The issue went to court because the Dunleavy Administration argued that appropriating funds that were not yet in hand is unconstitutional.
But Juneau Superior Court Judge Daniel Schally disagreed, writing that “While Alaska’s constitutional framers sought to protect state control over state revenue and to ensure legislative flexibility over the disposition of revenue sources, and to limit certain powers and to avoid certain pitfalls, it is also apparent that the framers did not intend to prevent the state from experimenting and adapting to changing circumstances.”
Scally continued, “Simply put, the forward-funding appropriations here do not constrict the legislature’s power over free disposition of state funds to such a degree that they exceed the legislature’s freedom to experiment and adapt to the changing circumstances and hurdles of the day, particularly in the field of public education.”
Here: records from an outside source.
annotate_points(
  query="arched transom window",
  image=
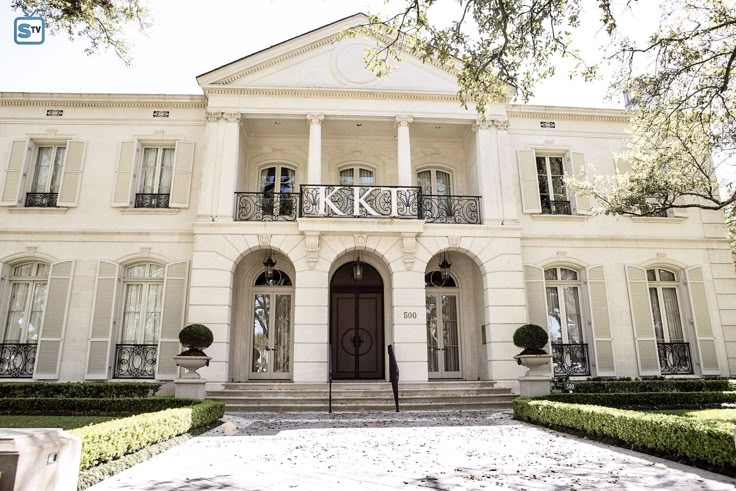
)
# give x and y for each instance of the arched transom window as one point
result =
(665, 302)
(564, 313)
(143, 286)
(28, 288)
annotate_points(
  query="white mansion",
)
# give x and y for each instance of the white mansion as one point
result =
(312, 215)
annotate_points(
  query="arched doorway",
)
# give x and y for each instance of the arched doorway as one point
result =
(356, 323)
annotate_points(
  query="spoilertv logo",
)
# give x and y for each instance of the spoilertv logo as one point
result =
(29, 29)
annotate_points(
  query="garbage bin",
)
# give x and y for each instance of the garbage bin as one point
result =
(39, 459)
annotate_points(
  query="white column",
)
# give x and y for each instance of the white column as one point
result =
(404, 149)
(229, 169)
(314, 161)
(488, 172)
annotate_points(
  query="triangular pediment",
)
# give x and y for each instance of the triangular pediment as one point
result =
(327, 59)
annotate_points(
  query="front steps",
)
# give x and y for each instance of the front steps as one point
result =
(361, 396)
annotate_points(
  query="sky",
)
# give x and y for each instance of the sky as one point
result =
(190, 37)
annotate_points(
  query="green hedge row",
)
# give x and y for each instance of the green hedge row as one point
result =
(648, 400)
(88, 406)
(710, 443)
(111, 440)
(666, 385)
(105, 390)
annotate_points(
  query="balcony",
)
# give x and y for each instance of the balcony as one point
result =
(675, 359)
(135, 361)
(17, 360)
(41, 200)
(145, 200)
(570, 360)
(334, 201)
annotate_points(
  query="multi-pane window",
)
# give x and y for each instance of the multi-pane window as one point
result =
(28, 288)
(357, 176)
(142, 305)
(552, 193)
(564, 314)
(665, 303)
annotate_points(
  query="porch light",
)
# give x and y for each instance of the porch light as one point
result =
(445, 268)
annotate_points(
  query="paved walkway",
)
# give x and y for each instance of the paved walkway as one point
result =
(484, 450)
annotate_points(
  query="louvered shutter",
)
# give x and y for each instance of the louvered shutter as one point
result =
(15, 170)
(181, 184)
(124, 174)
(600, 322)
(51, 337)
(71, 178)
(582, 203)
(706, 341)
(172, 320)
(101, 325)
(530, 201)
(641, 318)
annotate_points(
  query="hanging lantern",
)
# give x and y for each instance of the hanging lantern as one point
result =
(445, 268)
(269, 263)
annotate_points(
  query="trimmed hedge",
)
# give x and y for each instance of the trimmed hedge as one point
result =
(111, 440)
(105, 390)
(89, 406)
(649, 400)
(711, 443)
(666, 385)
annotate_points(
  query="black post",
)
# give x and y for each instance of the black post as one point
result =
(393, 375)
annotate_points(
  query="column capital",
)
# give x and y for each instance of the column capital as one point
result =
(404, 120)
(315, 118)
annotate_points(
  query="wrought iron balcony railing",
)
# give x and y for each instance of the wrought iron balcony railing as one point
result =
(451, 209)
(556, 208)
(41, 200)
(135, 361)
(147, 200)
(17, 360)
(675, 359)
(266, 207)
(570, 359)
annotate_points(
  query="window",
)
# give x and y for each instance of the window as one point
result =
(143, 289)
(46, 178)
(552, 192)
(28, 288)
(154, 184)
(366, 177)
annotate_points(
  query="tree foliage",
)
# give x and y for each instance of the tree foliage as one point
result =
(101, 22)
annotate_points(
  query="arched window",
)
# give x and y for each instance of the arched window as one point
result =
(434, 182)
(355, 175)
(665, 302)
(143, 287)
(564, 312)
(28, 288)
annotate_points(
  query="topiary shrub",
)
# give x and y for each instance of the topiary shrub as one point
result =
(196, 337)
(532, 338)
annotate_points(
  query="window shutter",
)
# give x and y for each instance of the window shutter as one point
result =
(582, 203)
(600, 322)
(536, 299)
(172, 320)
(71, 178)
(15, 172)
(530, 201)
(706, 341)
(51, 337)
(641, 317)
(124, 174)
(181, 184)
(101, 324)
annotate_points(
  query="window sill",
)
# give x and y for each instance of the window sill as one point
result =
(38, 210)
(149, 211)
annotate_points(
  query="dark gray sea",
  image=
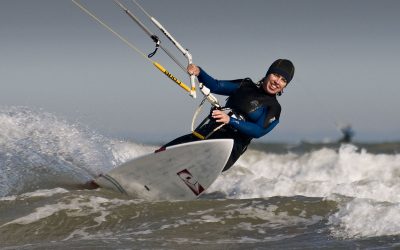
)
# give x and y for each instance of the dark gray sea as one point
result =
(277, 196)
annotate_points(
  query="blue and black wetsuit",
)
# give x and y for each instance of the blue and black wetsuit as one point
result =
(255, 114)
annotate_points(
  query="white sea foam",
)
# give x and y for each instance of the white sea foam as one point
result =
(320, 173)
(371, 181)
(366, 218)
(40, 150)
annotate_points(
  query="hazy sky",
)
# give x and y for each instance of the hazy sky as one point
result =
(55, 57)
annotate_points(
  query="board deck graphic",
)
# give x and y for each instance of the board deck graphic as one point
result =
(180, 172)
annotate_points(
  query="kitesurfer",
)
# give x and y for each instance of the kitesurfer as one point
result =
(253, 107)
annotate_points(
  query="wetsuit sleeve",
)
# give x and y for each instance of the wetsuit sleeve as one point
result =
(251, 129)
(220, 87)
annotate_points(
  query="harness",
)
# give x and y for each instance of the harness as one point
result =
(249, 97)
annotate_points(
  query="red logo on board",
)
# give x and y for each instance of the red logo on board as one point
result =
(191, 182)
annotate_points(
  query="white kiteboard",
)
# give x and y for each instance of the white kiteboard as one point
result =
(180, 172)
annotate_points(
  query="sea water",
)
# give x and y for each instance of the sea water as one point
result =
(277, 196)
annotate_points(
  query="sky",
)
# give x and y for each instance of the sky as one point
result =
(55, 58)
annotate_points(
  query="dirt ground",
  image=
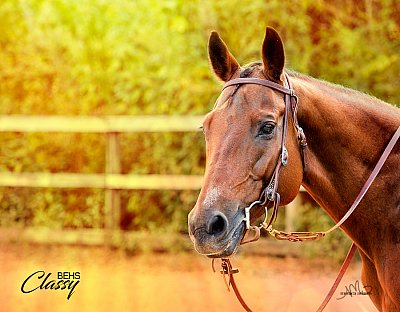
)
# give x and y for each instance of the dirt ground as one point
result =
(110, 280)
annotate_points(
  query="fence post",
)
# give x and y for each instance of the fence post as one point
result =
(112, 196)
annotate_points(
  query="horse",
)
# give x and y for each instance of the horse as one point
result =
(346, 132)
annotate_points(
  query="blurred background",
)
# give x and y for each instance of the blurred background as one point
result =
(101, 158)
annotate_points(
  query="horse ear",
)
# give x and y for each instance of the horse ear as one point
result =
(273, 55)
(222, 61)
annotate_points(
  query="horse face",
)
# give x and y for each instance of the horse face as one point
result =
(243, 139)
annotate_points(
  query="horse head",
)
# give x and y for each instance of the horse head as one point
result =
(243, 134)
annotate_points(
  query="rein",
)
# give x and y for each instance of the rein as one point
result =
(270, 192)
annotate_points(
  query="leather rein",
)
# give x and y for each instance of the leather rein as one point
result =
(270, 193)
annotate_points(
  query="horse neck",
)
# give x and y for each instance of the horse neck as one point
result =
(346, 133)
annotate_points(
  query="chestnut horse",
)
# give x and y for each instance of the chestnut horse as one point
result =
(346, 131)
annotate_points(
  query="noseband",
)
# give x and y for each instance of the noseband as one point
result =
(269, 194)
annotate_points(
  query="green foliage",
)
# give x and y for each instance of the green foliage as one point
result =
(120, 57)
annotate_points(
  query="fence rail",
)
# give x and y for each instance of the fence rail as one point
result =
(111, 180)
(105, 181)
(106, 124)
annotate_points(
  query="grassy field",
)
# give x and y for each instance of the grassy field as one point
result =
(111, 280)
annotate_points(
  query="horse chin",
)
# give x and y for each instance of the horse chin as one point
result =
(230, 244)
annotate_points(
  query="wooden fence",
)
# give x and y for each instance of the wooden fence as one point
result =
(112, 180)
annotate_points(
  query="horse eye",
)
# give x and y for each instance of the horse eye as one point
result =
(266, 129)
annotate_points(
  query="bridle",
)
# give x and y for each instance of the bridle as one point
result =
(270, 193)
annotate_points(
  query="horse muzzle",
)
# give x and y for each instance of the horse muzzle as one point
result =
(214, 234)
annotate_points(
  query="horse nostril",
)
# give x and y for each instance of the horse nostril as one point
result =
(217, 224)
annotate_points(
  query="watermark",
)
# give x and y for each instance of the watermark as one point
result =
(355, 290)
(40, 280)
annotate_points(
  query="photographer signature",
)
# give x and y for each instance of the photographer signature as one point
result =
(355, 290)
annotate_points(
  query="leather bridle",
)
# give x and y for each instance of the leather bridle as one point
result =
(270, 193)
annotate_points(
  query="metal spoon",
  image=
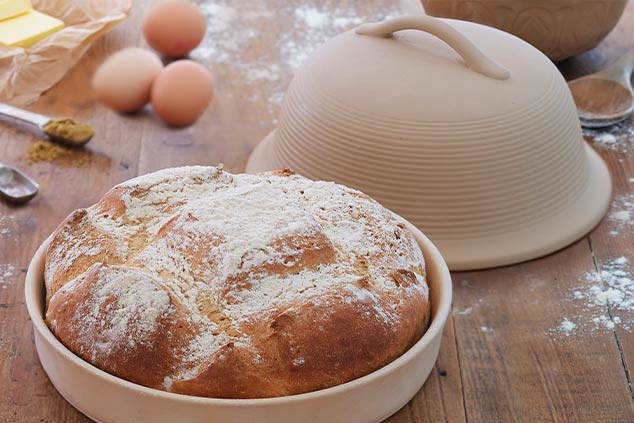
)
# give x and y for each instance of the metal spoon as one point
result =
(15, 186)
(36, 123)
(605, 98)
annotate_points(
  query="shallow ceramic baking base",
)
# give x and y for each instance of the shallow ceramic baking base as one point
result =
(372, 398)
(513, 246)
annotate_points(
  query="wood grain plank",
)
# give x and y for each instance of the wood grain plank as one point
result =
(441, 398)
(515, 368)
(26, 394)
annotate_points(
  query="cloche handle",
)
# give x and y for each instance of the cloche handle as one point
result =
(474, 58)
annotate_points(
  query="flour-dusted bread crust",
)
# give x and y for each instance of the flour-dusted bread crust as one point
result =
(196, 281)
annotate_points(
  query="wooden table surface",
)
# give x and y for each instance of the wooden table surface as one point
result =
(504, 357)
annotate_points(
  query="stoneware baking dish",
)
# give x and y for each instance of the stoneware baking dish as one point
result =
(468, 132)
(372, 398)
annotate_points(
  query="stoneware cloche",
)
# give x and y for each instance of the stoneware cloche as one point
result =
(468, 132)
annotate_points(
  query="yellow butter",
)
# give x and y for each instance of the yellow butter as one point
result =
(27, 29)
(12, 8)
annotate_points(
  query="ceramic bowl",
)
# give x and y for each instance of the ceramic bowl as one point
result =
(466, 131)
(371, 398)
(559, 28)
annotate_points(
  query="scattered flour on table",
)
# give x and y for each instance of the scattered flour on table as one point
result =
(566, 327)
(263, 46)
(621, 215)
(606, 299)
(619, 137)
(7, 274)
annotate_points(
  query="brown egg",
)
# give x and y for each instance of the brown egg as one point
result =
(174, 27)
(182, 92)
(124, 80)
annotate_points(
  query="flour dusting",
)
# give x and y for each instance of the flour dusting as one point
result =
(232, 250)
(259, 47)
(606, 300)
(618, 137)
(7, 274)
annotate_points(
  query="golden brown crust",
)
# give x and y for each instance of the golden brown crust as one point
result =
(200, 282)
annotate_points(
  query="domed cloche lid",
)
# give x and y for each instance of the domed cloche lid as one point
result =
(415, 68)
(466, 131)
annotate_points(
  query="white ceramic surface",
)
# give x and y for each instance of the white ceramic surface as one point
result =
(372, 398)
(491, 166)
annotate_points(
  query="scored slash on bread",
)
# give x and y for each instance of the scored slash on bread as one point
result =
(196, 281)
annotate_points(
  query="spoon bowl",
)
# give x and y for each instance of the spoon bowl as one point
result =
(15, 186)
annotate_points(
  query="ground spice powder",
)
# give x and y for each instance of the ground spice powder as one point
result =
(70, 129)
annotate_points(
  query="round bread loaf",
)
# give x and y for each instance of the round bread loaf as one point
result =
(196, 281)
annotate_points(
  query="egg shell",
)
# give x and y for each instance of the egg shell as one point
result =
(182, 92)
(174, 27)
(124, 81)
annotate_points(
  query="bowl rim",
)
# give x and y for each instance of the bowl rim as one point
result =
(440, 313)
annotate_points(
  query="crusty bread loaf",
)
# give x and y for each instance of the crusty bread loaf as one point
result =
(196, 281)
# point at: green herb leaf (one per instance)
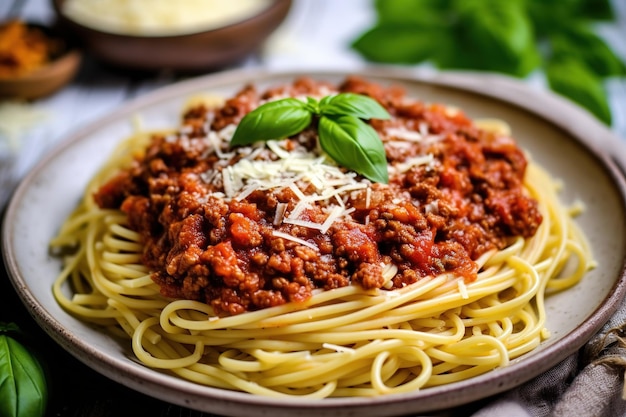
(399, 44)
(23, 389)
(496, 36)
(421, 13)
(351, 104)
(273, 120)
(342, 134)
(355, 145)
(579, 42)
(573, 79)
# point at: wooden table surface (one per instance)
(75, 389)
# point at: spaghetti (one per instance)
(345, 341)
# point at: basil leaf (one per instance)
(398, 44)
(355, 145)
(422, 12)
(351, 104)
(496, 36)
(23, 389)
(597, 9)
(581, 43)
(573, 79)
(273, 120)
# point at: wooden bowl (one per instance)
(46, 79)
(206, 50)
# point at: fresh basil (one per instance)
(350, 104)
(351, 142)
(515, 37)
(275, 119)
(23, 389)
(573, 79)
(411, 44)
(580, 43)
(342, 133)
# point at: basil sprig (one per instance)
(23, 389)
(343, 134)
(515, 37)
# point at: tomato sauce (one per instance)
(432, 218)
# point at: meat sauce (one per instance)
(232, 253)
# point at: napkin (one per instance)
(589, 383)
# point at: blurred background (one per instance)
(65, 63)
(574, 47)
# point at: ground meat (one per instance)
(232, 253)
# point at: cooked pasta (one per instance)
(345, 341)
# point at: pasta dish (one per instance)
(272, 269)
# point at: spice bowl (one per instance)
(47, 78)
(194, 51)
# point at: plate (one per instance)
(561, 137)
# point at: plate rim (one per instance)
(570, 118)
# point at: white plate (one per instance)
(561, 137)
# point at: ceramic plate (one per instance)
(561, 137)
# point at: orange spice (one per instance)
(23, 48)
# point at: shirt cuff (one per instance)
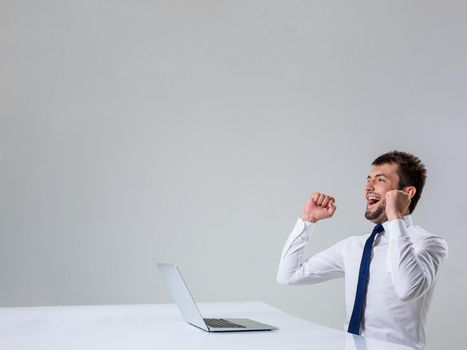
(397, 229)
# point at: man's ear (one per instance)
(410, 190)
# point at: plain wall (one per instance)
(133, 132)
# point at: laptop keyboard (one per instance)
(221, 323)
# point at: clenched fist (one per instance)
(397, 204)
(319, 206)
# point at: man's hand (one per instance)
(319, 206)
(397, 204)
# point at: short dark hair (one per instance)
(411, 171)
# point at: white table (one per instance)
(160, 327)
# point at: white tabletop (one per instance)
(160, 326)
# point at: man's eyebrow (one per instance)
(378, 175)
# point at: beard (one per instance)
(378, 216)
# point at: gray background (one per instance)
(133, 132)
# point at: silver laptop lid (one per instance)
(181, 295)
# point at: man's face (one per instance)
(382, 178)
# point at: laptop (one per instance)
(190, 312)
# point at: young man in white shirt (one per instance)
(405, 259)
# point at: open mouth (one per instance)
(372, 199)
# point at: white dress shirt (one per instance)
(403, 272)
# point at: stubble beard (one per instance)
(378, 216)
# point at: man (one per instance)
(389, 284)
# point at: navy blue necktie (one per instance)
(354, 324)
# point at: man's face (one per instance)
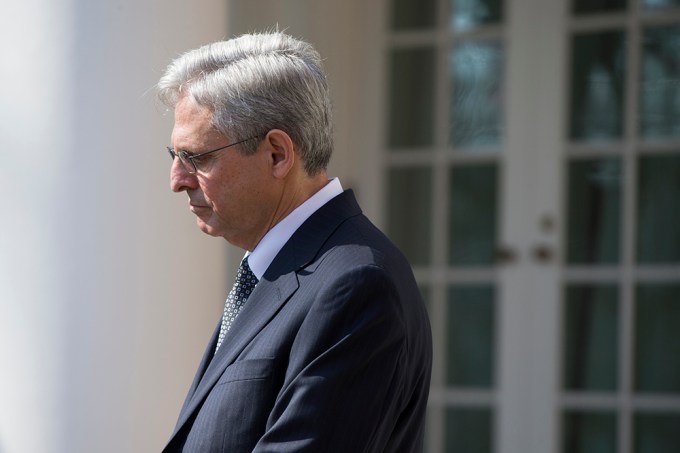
(232, 195)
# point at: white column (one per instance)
(108, 291)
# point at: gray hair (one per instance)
(255, 83)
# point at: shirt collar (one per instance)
(272, 242)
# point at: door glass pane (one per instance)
(472, 13)
(657, 433)
(589, 432)
(411, 97)
(659, 89)
(473, 215)
(597, 86)
(591, 337)
(410, 211)
(657, 338)
(470, 336)
(659, 209)
(413, 14)
(476, 69)
(468, 431)
(598, 6)
(660, 4)
(594, 209)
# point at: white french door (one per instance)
(531, 159)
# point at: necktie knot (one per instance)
(244, 284)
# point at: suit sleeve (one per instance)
(344, 389)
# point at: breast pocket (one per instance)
(246, 370)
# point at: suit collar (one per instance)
(277, 285)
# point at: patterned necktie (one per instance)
(243, 285)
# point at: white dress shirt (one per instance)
(272, 242)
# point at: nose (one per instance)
(180, 179)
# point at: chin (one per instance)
(207, 229)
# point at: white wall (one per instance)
(108, 292)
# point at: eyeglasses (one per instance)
(191, 162)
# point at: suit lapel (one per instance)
(278, 284)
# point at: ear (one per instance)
(280, 152)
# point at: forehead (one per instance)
(193, 128)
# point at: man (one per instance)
(324, 345)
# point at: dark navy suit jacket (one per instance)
(332, 352)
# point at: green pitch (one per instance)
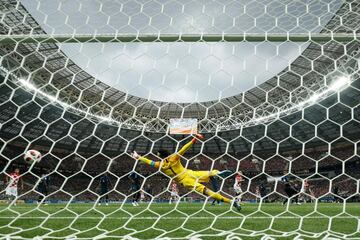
(161, 220)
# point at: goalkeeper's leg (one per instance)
(217, 196)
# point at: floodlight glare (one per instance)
(340, 83)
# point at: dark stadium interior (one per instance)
(318, 143)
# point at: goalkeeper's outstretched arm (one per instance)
(152, 163)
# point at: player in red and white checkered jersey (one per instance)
(237, 185)
(12, 182)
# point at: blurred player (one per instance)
(192, 180)
(306, 189)
(239, 179)
(43, 187)
(12, 182)
(105, 185)
(289, 189)
(215, 187)
(174, 194)
(257, 194)
(142, 196)
(135, 188)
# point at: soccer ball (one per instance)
(32, 156)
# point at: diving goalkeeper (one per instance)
(172, 167)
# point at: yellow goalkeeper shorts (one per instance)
(193, 179)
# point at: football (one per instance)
(32, 156)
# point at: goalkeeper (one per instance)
(192, 180)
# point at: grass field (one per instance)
(157, 220)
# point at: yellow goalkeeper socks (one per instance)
(217, 196)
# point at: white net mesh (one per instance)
(274, 85)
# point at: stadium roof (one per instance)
(56, 74)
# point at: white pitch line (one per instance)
(174, 218)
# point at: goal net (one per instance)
(273, 85)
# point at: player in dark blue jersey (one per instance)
(135, 188)
(43, 187)
(105, 185)
(290, 188)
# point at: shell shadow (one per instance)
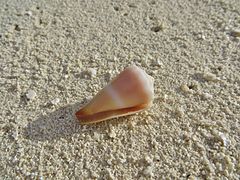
(61, 123)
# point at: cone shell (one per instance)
(130, 92)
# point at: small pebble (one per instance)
(112, 134)
(206, 96)
(209, 76)
(148, 171)
(158, 63)
(226, 142)
(235, 33)
(179, 112)
(29, 13)
(148, 160)
(185, 88)
(92, 72)
(31, 94)
(55, 101)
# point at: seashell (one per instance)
(130, 92)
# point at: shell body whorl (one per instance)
(130, 92)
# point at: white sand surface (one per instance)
(60, 53)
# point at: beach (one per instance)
(55, 56)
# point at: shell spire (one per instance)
(130, 92)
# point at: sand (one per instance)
(56, 55)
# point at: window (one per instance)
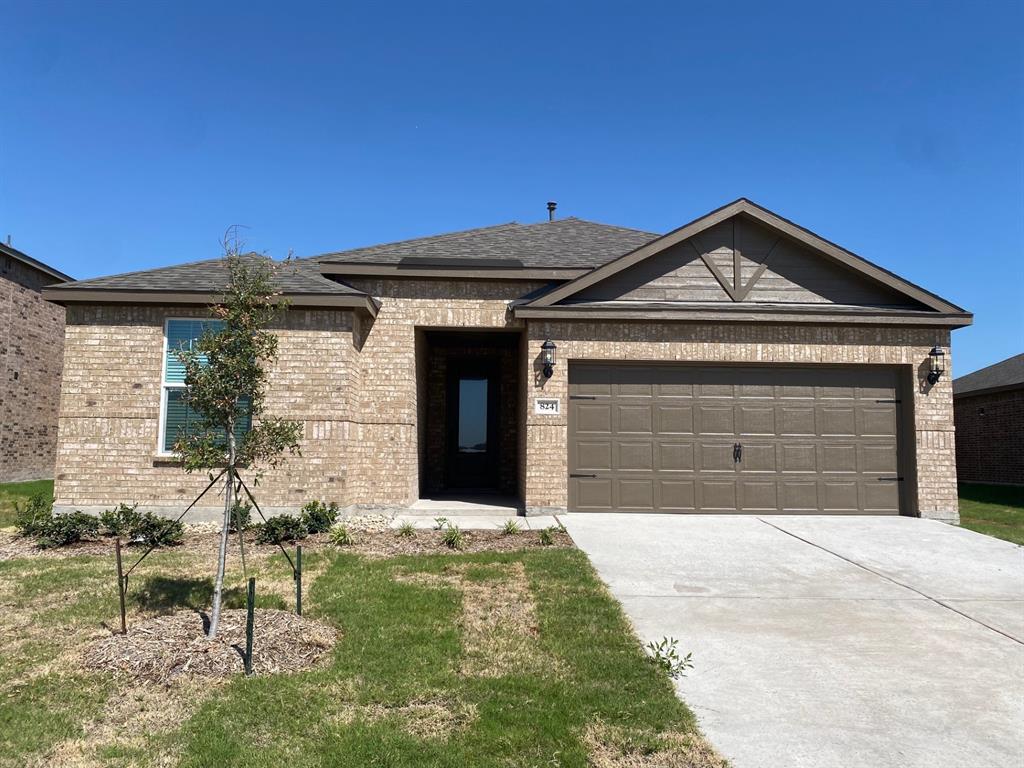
(176, 417)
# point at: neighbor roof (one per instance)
(563, 244)
(300, 281)
(1006, 375)
(34, 263)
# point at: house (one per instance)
(988, 411)
(31, 350)
(739, 364)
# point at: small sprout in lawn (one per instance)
(340, 537)
(453, 538)
(665, 653)
(547, 537)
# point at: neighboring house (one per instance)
(738, 364)
(31, 347)
(988, 408)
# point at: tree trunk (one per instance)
(218, 585)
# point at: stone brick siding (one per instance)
(111, 402)
(546, 471)
(359, 387)
(990, 437)
(31, 350)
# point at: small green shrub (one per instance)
(453, 538)
(318, 516)
(665, 654)
(122, 520)
(340, 537)
(281, 528)
(67, 528)
(242, 517)
(154, 530)
(32, 517)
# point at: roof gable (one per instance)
(781, 261)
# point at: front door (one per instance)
(472, 425)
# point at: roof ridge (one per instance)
(442, 236)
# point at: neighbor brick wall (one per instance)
(111, 400)
(546, 472)
(31, 349)
(990, 437)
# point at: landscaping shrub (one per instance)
(155, 530)
(59, 530)
(281, 528)
(242, 515)
(317, 516)
(340, 537)
(32, 517)
(122, 520)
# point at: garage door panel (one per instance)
(594, 456)
(594, 418)
(673, 419)
(663, 436)
(636, 456)
(675, 457)
(636, 494)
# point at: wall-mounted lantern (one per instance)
(937, 364)
(548, 357)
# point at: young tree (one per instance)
(225, 382)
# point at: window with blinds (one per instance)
(177, 417)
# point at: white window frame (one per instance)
(164, 386)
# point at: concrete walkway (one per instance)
(830, 641)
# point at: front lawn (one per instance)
(11, 493)
(994, 510)
(498, 658)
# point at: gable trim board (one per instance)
(783, 226)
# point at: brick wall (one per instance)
(31, 349)
(933, 450)
(990, 437)
(111, 401)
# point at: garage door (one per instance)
(753, 439)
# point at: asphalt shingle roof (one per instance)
(1009, 373)
(297, 276)
(567, 244)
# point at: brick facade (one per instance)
(359, 388)
(31, 350)
(990, 437)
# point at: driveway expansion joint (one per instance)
(888, 578)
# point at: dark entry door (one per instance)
(472, 425)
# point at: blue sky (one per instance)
(133, 134)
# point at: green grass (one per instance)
(994, 510)
(400, 643)
(10, 493)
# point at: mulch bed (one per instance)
(372, 542)
(168, 648)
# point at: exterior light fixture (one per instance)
(937, 364)
(548, 357)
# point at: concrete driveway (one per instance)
(830, 641)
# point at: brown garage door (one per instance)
(755, 439)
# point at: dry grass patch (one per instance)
(498, 623)
(165, 648)
(610, 747)
(423, 718)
Read the entire decision here:
The matter will now go to the Alaska Supreme Court on appeal.
“This decision upends the appropriations process as we know it and could lead to one legislature and governor setting the budget five, six or more years in advance,” said Attorney General Kevin Clarkson. “Although the education funding at issue here was only for one year in advance, following the superior court’s logic, there is really no time limit to speak of on the legislature’s decision to future appropriate, aside from political will. By the superior court’s decision, budgeting five years, six years, even 10 years out is fair game.
“We fundamentally do not believe that is what our constitutional framers envisioned when they discussed an annual budgeting process. This issue is too important not to appeal and get final guidance from the Alaska Supreme Court, so we all know going forward what the rules are.”
In 2018, the Legislature passed an appropriation bill that committed future revenues, not revenues on hand in the State treasury in fiscal year 2019, to pay for education in the future fiscal year 2020.
Clarkson issued a formal Attorney General opinion on May 8, 2019, concluding that the appropriation was unconstitutional and a new appropriation was needed.
The Legislature disagreed and decided not to pass a new appropriation, which left education, in the opinion of the Attorney General, without any constitutional source of funding. The Legislature ultimately sued the governor in order to resolve the dispute.
The Dunleavy Administration has been releasing funds to the education community on a monthly basis under a court-approved stipulation agreed to by both parties.
The current stipulation remains in effect until a final judgment is entered.